Everyone from political junkies to average citizens has an opinion on the January 2018 government shutdown, and some may have bets on its duration. However, while the government continues to flounder, the private sector economy continues to run. How does the shutdown affect OSHA and MSHA enforcement?

The two federal safety agencies are part of the Department of Labor (DOL), which will retain some “key employees” working at all of its agencies. But, total headcount will be down dramatically. For general background, during the shutdown, most civilian federal employees (not uniformed military personnel) are furloughed and will not be paid.

According to a January 19, 2018 memo by Kate O’Scannlain, the Department of Labor’s Solicitor, OSHA will have 372 employees working during the shutdown (out of its 1,934 total current employees). MSHA will have 1,099 employees working during the shutdown (out of 2,054 total employees).
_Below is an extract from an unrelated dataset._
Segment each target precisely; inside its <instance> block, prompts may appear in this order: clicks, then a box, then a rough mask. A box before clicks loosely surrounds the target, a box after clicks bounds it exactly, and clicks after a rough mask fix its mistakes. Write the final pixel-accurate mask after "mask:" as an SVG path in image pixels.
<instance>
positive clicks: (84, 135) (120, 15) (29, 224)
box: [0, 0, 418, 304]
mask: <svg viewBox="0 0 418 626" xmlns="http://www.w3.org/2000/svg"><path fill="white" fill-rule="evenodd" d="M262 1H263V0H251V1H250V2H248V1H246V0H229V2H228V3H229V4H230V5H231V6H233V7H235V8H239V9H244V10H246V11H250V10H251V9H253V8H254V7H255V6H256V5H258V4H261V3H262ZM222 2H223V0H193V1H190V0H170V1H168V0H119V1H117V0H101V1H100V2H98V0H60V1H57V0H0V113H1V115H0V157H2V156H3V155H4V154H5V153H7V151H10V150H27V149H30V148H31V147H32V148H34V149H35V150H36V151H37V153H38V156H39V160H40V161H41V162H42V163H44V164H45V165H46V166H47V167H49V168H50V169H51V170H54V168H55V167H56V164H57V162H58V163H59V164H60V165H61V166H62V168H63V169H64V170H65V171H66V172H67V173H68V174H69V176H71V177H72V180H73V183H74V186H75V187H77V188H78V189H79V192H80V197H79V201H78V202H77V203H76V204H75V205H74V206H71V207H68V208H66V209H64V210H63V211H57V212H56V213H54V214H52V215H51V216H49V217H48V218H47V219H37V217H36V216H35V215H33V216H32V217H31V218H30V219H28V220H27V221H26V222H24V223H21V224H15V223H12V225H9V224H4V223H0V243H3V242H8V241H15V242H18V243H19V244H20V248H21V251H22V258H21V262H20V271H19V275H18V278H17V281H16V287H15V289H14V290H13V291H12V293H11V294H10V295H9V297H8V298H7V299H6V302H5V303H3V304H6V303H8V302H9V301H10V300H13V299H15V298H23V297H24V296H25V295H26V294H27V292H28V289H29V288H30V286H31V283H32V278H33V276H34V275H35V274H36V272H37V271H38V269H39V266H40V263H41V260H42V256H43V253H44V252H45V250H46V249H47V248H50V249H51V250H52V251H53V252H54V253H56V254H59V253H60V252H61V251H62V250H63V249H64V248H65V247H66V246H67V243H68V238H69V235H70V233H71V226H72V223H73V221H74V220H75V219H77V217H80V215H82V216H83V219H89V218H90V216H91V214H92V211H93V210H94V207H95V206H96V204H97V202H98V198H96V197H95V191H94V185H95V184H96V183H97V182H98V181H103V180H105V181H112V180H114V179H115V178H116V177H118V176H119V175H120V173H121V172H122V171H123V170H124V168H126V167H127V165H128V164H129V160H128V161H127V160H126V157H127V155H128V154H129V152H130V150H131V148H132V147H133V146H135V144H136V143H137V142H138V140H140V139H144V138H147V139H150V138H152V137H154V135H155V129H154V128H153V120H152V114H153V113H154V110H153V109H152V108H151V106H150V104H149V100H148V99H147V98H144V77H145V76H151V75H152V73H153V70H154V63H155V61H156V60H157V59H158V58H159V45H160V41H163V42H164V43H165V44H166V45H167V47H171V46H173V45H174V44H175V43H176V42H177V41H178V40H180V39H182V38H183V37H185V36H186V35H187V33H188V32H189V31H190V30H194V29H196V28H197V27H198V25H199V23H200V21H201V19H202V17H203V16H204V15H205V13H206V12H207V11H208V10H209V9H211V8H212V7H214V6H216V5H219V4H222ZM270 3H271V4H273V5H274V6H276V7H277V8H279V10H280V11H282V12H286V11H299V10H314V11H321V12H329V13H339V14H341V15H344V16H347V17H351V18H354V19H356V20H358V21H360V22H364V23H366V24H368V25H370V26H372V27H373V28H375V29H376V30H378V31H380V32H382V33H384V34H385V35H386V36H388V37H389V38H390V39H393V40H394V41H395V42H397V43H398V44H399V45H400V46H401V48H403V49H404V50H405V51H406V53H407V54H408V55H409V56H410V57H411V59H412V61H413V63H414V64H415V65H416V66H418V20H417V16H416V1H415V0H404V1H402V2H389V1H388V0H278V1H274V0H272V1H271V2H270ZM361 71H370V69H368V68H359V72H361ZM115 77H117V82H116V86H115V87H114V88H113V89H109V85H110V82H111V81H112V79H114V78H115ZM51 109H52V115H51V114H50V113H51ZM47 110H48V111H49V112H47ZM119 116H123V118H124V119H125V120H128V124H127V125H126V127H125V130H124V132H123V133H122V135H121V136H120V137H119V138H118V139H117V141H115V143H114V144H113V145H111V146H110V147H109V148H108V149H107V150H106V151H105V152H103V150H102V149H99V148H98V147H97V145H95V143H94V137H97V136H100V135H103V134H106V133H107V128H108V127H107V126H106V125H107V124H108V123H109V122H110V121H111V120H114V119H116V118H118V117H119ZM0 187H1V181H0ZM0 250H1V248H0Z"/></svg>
MSHA Assistant Secretary Zatezalo submitted a contingency plan for MSHA operations during the shutdown. With the exception of key personnel and the people performing the activities below, MSHA staff will be furloughed and will not be paid.

However, MSHA will continue to inspect mines, including:

  • Regular inspections required by the Mine Act (“twos and fours” – twice a year on the surface and four times a year underground).
  • Targeted inspections at mines that have been prioritized based on the individual mines’ histories.
  • Investigating accidents and miners’ safety complaints.

OSHA’s contingency plan was not revised leading into this shutdown. Instead, it pulled off the shelf the plan written by former Assistant Secretary David Michaels during the last administration. Part of the reason for relying on the previous administration’s plan may be that the Senate didn’t yet get around to voting to confirm the new administration’s OSHA nominee, Scott Mugno.

OSHA’s key employees, who will continue to work and accrue time to be paid after the government resumes operations, include the Regional Administrators, Area Directors, and one senior safety Compliance Safety & Health Officer and one senior industrial hygienist in each area office.

OSHA will carry out emergency enforcement activities in the following areas:

  • Imminent danger inspections.
  • Investigations of workplace fatalities and catastrophes.
  • Investigations of safety complaints received from first responders, media sources, or employees where hazardous conditions could have a high risk of death or serious physical harm.
  • Scheduling of follow-up inspections for high gravity serious violations with no abatement.
  • Enforcement activities on open cases as necessary to meet the six-month statutory deadlines to issue citations.

DOL’s Office of Administrative Law Judges (OALJ) has suspended all “non-essential” operations during the shutdown. All staff are furloughed until the government resumes appropriations.